Uma questão de sobrevivência

 

8 de março

“Ninguém nasce mulher, torna-se mulher”. A frase mais famosa da filósofa Simone de Beauvoir diz bem mais do que permite uma primeira leitura. É provocativa, pertinente, quase incômoda. Nos chama à reflexão sobre algo cada vez mais latente na contemporaneidade: a construção social, histórica e cultural da nossa condição de mulher. Mais ainda: a necessidade de refutarmos a naturalização dos elementos atribuídos a essa condição.

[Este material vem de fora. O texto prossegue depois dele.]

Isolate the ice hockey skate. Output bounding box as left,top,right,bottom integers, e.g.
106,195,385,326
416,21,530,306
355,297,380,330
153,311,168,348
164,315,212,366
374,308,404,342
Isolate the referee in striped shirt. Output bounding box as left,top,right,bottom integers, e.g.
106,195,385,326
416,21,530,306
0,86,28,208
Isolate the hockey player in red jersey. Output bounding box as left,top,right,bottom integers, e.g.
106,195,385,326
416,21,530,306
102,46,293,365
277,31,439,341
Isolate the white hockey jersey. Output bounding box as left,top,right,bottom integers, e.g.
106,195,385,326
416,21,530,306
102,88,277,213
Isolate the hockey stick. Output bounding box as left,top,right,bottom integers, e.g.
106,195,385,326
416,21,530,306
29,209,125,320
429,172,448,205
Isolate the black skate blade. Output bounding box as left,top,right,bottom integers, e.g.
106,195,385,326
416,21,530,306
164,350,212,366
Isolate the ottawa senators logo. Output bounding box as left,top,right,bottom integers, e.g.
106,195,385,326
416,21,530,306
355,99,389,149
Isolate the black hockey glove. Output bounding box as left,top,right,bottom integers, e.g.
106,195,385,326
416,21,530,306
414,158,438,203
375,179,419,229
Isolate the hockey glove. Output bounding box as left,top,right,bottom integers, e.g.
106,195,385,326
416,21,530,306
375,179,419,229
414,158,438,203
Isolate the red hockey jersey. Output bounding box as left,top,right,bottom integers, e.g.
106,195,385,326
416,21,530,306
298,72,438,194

No Brasil, ser mulher significa que uma de nós é estuprada a cada 11 minutos. Que 536 de nós sofre violência física a cada hora. Que uma de nós é morta a cada duas horas. Quando se tratam de mulheres negras esses números se agravam, e muito. São verdadeiras sobreviventes. Parece que o mundo está sempre em guerra. E independente da motivação histórico-cultural, quase sempre há um inimigo comum: a mulher.

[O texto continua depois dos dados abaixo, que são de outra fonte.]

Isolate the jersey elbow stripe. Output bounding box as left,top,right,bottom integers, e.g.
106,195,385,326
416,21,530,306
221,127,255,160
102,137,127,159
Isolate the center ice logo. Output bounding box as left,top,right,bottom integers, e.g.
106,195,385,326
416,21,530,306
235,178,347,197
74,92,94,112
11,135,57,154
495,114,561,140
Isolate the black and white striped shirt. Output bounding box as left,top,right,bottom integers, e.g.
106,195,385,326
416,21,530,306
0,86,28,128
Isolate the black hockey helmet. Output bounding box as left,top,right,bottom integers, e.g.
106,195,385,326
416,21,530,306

Por essa razão nós também devemos ser inimigas, mas do sistema patriarcal, capitalista e misógino que não nos reconhece como sujeitas de direitos. Do basilar direito à vida, aos nossos direitos reprodutivos, sempre há meios que impedem de alcançarmos a plenitude da nossa feminilidade e principalmente da nossa sexualidade. A razão? Uma, de imediato: o medo de que sejamos livres e não tenhamos mais medo. Essa ideia deve ter atormentado do carrasco que nos queimou na fogueira ao marido que nos espancou entre quatro paredes.
Não é contraditório que diante desse cenário, somos nós as heroínas incansáveis dos modelos sociais que nos oprimem? Somos as cuidadoras universais, as trabalhadoras que exercem multitarefas intermináveis desde sempre, sem reconhecimento. Retirem as mulheres e a ordem social muda, pra pior. A pirâmide social em qualquer sistema tem na sua base mulheres, mais ainda, mulheres negras. E mesmo escravizadas pelas imposições de padrões inatingíveis, seguimos firmes. Somos as melhores, mesmo em condições profundamente desiguais. Sabem por quê? Fomos forjadas na luta e resistência é o nosso primeiro nome.
O mundo precisa de nós. Mas nós também precisamos de um mundo sem machismo. É esse o inimigo a ser combatido. Se ninguém “nasce” mulher, ninguém nasce machista. É outra construção social. É por isso que precisamos tanto do feminismo. Ser feminista está além de qualquer definição rasa que induz ao sexismo para deslegitimá-lo. Feminismo é uma outra palavra para igualdade, já disse Malala. Feminismo também é outra palavra para justiça. Qualquer busca pelo bem comum será em vão, enquanto nós mulheres formos invisibilizadas, subalternizadas e violentadas cotidianamente e isso não for motivo de perturbação.
No fim das contas, nos resta a revolução: das mulheres, pelas mulheres. Os homens são bem vindos a apoiar. O machismo também pode ser muito severo com eles. Mas, que fique claro: mais do que o nosso lugar de fala, esse é o nosso lugar de luta. O feminismo não se resume a um mero viés ideólogo, é instrumento universal de sobrevivência das mulheres.
Fomos nós que parimos esse mundo. É das nossas entranhas que saem os que nos violam, nos matam. Mas é também de onde saem as que nos amam, nos acolhem e nos apoiam. Imaginem o tamanho do nosso poder: dar a vida, formar o outro. Sabe do que precisamos? Usar esse poder ao nosso favor. Unidas por uma educação feminista, já seria um grande começo.
Olhem atentas para si, para dentro: todas já somos vitoriosas das nossas próprias batalhas. Quando nos unirmos por nós, seremos plenas. Mais ainda, seremos livres. Porque seremos todas, em uma só. Feliz dia de luta da mulher.